The same procedure was followed to study the motor and default mode networks. Before carrying out the connectivity analysis a number of additional preprocessing steps were taken to remove spurious sources of variance. We defined a small, bilateral region of interest in the ventricles, a region of interest in the deep white matter, and one covering the whole brain; we then calculated the average signals in these three regions, which are typically referred to as cerebrospinal fluid, white matter, and global signals (Fox et al., 2005, 2009). Next, we performed a regression analysis on the fMRI time courses, modeling the three aforementioned signals and the parameters obtained by rigid body head motion realignment (Fox et al., 2005, 2009), as well as their temporal derivatives, as regressors. The residuals of these regressions were then temporally band‐pass filtered (0.01–0.08 Hz) to reduce low‐frequency drift and high‐frequency noise. Previous studies indicate that only frequencies below 0.1 Hz contribute to regional BOLD response, whereas signals at higher frequencies are more likely to account for cardiac and respiratory factors (Biswal et al., 1995; Cordes et al., 2001; Fransson, 2005; Peltier and Noll, 2002).

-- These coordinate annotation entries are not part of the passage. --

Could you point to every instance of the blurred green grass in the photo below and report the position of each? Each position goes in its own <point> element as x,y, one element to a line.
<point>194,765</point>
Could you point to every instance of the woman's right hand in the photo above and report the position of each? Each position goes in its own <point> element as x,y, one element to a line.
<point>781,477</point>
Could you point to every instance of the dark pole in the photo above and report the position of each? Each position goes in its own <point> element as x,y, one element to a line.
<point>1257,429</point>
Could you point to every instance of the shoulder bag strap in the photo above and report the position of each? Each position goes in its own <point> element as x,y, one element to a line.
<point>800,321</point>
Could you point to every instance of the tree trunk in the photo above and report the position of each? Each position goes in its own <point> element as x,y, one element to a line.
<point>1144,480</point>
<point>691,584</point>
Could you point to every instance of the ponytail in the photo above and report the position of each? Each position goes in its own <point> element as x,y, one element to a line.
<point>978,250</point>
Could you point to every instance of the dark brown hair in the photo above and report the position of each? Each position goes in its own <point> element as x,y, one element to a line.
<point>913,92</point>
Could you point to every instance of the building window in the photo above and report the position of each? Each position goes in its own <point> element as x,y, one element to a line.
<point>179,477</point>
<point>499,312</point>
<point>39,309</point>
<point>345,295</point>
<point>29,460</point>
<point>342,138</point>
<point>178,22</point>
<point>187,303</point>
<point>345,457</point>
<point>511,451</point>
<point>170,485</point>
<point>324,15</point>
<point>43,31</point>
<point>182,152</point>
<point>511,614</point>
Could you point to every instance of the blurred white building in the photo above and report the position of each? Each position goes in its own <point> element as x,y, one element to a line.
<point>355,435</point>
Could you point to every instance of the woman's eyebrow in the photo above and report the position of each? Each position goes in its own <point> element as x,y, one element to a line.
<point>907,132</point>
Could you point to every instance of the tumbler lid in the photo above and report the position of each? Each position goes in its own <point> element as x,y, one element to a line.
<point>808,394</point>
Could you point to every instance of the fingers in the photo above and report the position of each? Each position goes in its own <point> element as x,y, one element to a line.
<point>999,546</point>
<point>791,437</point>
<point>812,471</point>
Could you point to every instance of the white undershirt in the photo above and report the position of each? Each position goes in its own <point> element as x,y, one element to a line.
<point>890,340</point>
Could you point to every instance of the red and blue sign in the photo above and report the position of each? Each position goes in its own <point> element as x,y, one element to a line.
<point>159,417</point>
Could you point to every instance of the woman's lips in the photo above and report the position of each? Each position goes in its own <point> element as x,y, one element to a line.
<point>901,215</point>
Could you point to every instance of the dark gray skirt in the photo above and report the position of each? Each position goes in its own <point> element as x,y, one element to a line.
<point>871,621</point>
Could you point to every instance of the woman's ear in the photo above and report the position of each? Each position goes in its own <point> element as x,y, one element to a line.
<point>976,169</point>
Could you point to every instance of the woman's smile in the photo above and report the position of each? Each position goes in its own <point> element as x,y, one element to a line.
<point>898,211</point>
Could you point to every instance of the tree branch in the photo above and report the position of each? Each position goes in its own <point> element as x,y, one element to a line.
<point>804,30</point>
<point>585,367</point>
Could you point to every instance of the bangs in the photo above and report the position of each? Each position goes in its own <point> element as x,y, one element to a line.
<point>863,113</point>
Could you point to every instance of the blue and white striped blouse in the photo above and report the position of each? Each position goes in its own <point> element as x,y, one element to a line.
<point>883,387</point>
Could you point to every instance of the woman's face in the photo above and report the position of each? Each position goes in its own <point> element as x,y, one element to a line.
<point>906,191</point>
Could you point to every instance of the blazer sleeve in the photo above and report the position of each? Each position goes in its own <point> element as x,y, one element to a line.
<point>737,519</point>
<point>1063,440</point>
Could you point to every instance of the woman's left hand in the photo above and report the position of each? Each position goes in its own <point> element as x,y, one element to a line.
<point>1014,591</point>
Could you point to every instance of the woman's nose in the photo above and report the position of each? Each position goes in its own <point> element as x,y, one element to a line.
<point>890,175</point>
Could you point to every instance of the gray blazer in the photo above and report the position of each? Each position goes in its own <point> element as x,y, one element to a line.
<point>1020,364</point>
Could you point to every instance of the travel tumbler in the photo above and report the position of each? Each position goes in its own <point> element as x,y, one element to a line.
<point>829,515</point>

For each subject, regional mean time series were extracted by averaging the functional MRI time series across all voxels in each ROI. Then, the correlation strength between every pair of ROIs was calculated using Pearson correlation coefficients creating a functional network captured by a 12 × 12 correlation matrix for the motor network and an 8 × 8 correlation matrix for the DMN. These Pearson correlation values were converted to Z‐scores by Fischer's r‐to‐z transformation (Zar, 1998), correcting the degrees of freedom for the autocorrelation in the time series (Shumway and Stoffer, 2006). Group‐level correlation matrices were created across subjects by using a random‐effects analysis (Ebisch et al., 2011; Pravata et al., 2011). All statistical analyses of correlation data were performed on z‐scores to ensure normality.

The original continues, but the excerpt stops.